Students are encouraged to discuss course content, labs, and similar activities with other current IT 206 students; however, all programming assignment submissions must contain only original, individually completed work. More specifically, if any student submission is deemed to be greater than or equal to 50% identical to another student’s submission, the course content discussion that occurred constitutes misconduct and all students involved will be referred to OAI for violating the Honor Code. In particularly obvious situations where a submission does not contain original, individually completed work, a match less than 50% may still result in a referral to OAI for misconduct for all students involved.

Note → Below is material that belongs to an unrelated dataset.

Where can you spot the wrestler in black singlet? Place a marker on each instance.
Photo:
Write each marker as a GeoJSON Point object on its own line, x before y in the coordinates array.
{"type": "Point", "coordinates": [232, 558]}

Students are expressly prohibited from:

Discussing program design, algorithm logic, or code with individuals other than the course’s instructor or current IT 206 graduate teaching assistants

Receiving, giving, or showing another student a partial, completed, or graded solution.

Knowingly sharing computers or storage devices (e.g. USB drive).If work is stolen because of a shared or borrowed computer or storage device, all students involved will be held equally responsible.

Stealing another student’s work by taking photographs, using a lost storage device, or gaining access to another student’s work in any other way without their knowledge. This action represents a particularly egregious offense placing an innocent student in jeopardy of receiving an Honor Code violation. Any student who has stolen will be referred for two violations: cheating and stealing, and will receive a sanction recommendation of at least course failure and a one-semester suspension.

Posting questions or a partial, complete, or graded solution on the Internet, even after the course has concluded.

Incorporating program design, algorithm logic, or code found on the Internet.

All work must be newly created by the student during this term. Work developed for another course, or for this course in a prior term, may not be used without prior instructor approval.

Posting or sharing course content (e.g. instructor lecture notes, assignment directions, or anything not created by the student), using any non-electronic or electronic medium (e.g. web site) where it is accessible to someone other than the individual student constitutes stealing/copyright infringement and is strictly prohibited without prior instructor approval.

If you have any questions on these requirements, please discuss them with your instructor. Any deviation from these requirements is considered a violation.

Some kinds of participation in online study sites violate the Mason Honor code: these include accessing exam or quiz questions for this class; accessing exam, quiz, or assignment answers for this class; uploading of any of the instructor's materials or exams; and uploading any of your own answers or finished work.  Always consult your syllabus and your professor before using these sites.